The new benchmark is interim targets, ESG performance linked to executive remuneration and climate-related disclosure within financial statements – anything less begins to stray into ‘greenwashing’. Given only 9 of the ASX20 have climate-related disclosures in their financial statements, it’s clear there remains a lot of work even amongst Australia’s leading organisations.

Currently, there is a lack of consequence and impact for an organisation whose current activities constitute what I refer to as “Greenwashing 2.0”.

It is true that over the last decade, a genuine intent to lead, coupled with emergence of sustainability frameworks, standards and credible assurance has reduced – but did not eliminate – the level of greenwashing which was a significant challenge for the industry early on. But the recent “mainstreaming of ESG” has brought in many new claims, commitments and disclosures from organisations who are again prioritising corporate branding over actual performance.

This may, however, be about to change again – due to reporting frameworks and regulation.

The TCFD’s recent consultation period regarding new specific metrics and disclosure requirements is partly in response to the challenges posed by Greenwashing 2.0. The proposed new recommendations include that organisations better disclose climate-related financial impacts such as risks on financial performance, a transition plan to tackle the risks, and all significant emissions, including scope 3 emissions. This framework is becoming mandatory in several countries and could potentially be here as shown by the ‘plan for mandatory TCFD-aligned disclosure in Australia.’

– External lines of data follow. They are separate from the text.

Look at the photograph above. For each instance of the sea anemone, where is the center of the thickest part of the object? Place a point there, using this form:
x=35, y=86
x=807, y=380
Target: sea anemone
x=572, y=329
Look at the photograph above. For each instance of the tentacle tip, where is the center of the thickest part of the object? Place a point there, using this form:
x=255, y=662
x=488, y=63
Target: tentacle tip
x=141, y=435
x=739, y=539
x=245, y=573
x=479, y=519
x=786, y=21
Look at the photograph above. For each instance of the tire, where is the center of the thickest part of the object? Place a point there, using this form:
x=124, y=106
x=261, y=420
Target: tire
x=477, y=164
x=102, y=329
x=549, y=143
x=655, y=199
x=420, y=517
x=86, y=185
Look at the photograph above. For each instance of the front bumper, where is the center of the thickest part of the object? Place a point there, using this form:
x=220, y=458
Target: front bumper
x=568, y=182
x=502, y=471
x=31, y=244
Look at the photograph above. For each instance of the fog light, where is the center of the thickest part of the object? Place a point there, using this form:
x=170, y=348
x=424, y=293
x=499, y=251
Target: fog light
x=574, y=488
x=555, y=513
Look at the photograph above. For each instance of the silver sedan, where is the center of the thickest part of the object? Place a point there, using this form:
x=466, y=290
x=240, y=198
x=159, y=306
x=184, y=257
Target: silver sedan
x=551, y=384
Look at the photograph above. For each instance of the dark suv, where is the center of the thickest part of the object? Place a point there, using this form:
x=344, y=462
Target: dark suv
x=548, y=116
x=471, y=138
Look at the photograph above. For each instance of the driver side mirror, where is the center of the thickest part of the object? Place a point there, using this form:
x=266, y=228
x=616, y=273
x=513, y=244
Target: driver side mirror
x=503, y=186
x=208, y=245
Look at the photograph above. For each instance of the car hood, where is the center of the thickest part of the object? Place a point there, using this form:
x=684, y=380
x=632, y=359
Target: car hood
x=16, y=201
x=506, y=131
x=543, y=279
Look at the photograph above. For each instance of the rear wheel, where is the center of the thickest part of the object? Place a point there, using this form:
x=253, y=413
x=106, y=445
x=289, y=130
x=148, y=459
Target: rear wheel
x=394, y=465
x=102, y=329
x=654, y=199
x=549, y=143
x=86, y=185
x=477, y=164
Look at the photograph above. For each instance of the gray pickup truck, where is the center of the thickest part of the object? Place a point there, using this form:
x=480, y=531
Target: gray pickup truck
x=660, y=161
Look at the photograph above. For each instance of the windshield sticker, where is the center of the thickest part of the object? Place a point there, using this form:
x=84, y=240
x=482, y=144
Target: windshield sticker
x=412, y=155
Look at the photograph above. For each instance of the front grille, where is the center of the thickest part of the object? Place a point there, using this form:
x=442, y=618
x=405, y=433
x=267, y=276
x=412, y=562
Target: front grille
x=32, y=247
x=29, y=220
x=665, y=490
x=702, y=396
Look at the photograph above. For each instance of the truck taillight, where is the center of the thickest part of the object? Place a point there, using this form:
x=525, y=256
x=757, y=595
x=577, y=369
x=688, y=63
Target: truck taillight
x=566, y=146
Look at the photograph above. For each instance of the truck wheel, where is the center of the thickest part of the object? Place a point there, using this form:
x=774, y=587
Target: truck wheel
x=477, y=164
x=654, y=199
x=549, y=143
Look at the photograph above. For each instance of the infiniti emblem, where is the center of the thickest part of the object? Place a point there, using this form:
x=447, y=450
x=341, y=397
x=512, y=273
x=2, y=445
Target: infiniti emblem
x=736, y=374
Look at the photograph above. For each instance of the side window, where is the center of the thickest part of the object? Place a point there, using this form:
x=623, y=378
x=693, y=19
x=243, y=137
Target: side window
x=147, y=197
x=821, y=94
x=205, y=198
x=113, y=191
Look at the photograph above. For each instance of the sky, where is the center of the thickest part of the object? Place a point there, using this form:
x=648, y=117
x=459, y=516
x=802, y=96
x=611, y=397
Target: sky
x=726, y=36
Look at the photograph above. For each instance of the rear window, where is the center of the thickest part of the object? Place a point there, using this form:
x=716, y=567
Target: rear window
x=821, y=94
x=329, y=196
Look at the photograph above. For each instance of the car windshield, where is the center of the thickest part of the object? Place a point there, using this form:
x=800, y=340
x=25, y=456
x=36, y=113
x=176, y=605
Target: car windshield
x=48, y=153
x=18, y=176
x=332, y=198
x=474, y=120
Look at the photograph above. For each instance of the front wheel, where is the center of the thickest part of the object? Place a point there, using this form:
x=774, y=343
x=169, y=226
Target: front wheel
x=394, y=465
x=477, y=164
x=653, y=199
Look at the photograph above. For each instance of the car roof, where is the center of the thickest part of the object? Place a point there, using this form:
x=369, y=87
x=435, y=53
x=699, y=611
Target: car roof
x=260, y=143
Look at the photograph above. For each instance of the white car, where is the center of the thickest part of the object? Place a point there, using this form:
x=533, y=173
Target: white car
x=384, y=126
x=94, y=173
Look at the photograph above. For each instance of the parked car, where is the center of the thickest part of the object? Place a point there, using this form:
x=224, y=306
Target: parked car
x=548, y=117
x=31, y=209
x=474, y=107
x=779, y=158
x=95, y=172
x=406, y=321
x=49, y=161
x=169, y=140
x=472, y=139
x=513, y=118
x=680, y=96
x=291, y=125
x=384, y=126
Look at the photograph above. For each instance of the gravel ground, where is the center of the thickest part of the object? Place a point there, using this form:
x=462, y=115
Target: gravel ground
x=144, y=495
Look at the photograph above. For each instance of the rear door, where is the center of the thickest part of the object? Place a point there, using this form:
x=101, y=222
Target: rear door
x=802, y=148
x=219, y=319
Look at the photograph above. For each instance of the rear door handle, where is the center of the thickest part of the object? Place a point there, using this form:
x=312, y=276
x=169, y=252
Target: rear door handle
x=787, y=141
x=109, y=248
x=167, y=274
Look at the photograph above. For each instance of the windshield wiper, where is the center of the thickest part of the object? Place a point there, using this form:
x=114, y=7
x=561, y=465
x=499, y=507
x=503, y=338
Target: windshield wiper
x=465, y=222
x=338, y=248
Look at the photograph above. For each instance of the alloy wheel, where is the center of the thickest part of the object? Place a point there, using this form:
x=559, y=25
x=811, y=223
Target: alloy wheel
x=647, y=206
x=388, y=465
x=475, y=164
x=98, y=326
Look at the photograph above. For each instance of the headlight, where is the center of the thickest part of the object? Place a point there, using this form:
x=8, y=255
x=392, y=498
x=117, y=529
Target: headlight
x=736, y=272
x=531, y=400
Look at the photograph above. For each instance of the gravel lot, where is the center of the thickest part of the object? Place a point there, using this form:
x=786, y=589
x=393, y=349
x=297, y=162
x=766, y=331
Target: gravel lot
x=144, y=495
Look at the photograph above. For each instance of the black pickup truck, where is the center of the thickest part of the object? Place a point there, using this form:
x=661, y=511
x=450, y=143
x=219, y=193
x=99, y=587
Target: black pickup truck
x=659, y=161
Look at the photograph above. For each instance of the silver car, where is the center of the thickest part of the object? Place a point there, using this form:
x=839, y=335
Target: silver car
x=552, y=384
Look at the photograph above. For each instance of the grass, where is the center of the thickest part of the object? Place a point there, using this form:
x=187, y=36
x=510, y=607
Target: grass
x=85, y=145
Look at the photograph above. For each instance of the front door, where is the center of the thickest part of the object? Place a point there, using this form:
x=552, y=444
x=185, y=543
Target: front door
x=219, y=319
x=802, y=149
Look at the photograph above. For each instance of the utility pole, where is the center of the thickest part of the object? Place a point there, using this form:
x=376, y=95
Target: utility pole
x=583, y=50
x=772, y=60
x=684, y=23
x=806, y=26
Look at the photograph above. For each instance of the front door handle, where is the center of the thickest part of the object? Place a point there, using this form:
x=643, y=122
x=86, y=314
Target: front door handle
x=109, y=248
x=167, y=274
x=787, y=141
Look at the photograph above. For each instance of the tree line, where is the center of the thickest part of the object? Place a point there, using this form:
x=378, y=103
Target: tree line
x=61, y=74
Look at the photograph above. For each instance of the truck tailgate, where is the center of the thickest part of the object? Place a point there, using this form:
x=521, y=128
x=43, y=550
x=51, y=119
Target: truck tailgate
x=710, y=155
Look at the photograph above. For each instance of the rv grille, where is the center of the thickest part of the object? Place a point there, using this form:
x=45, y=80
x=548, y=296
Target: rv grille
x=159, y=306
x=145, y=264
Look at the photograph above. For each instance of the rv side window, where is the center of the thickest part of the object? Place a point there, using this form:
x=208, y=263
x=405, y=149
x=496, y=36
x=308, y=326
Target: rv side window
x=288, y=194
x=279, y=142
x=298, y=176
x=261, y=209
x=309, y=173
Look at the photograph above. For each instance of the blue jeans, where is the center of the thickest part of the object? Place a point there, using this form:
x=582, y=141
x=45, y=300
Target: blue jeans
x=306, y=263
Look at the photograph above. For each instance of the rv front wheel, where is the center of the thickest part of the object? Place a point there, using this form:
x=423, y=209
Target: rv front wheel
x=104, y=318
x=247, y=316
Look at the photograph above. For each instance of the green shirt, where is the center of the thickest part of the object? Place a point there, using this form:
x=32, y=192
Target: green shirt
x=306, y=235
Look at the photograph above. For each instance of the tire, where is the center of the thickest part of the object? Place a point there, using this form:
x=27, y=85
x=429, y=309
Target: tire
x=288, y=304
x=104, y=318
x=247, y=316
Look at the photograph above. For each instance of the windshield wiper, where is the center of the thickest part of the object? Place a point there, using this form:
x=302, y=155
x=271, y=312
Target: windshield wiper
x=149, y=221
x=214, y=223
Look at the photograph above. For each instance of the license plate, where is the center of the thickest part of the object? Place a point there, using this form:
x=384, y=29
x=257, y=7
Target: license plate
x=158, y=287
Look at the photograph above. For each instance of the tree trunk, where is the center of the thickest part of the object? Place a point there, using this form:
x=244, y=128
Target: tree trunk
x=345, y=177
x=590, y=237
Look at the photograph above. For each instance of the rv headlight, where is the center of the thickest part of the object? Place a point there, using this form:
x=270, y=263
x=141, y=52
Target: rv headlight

Regulatory consultations are emerging at both a domestic and global level to prevent further greenwashing within an organisation’s sustainability targets, reporting, and initiatives. The Australian Securities and Investment Commission (ASIC) has recognised the threat and identified the risk of ‘greenwashing’ in financial products as a strategic priority in their 2021 – 25 corporate plan. ASIC also recently intervened in an energy company’s initial public offering to seek ‘clarification’ of a net zero claim. This intervention resulted in additional disclaimers and, the removal of the inference of near-term net zero achievement.

Overseas, the International Organisation of Securities Commissions (IOSCO) has established a Board-level Sustainable Task Force (STF), reviewing sustainability-related disclosures for asset managers, greenwashing, and other investor protection concerns. From this review, it is expected IOSCO will require asset managers to take sustainability-related risks and opportunities into account and address the risk of greenwashing through improving transparency, comparability, and consistency in disclosures.

The IFRS Foundation is also about to establish a new board (the ISSB, International Sustainability Standards Board) to develop new standards over the reporting of non-financial information to the capital markets.

It is clear regulation can reduce greenwashing.  The recent Global Sustainability Investment Alliance report showed that Europe reported a 13% decline in the growth of sustainable investment assets between 2018 to 2020. This period reflects the transition when the definition of ‘sustainable investment’ was revised and embedded into legislation in the EU as part of the European Sustainability Finance Action Plan. The decline highlights the inherent greenwashing that was in place but somewhat resolved once regulation was introduced.

Legal risks must also be considered. The recent supplementary Memorandum of Opinion by Noel Hutley QC shows greenwashing not only prolongs climate risks but creates clear legal risks as it can be constituted as misleading or deceptive conduct. Greenwashing includes organisations selectively reporting climate-related disclosures and not demonstrating credible steps to achieve their net-zero commitments. Recently there was a referral to ASIC over perceived misleading and deceptive statements of an Australian fossil fuel company.

Climate-related targets and other ESG targets/disclosures must be rigorous and underpinned by appropriate governance, strategy, and action and verification processes and controls.

But targets and commitments are only effective if accompanied by a system of accountability and enforcement. Anything less is merely Greenwashing 2.0.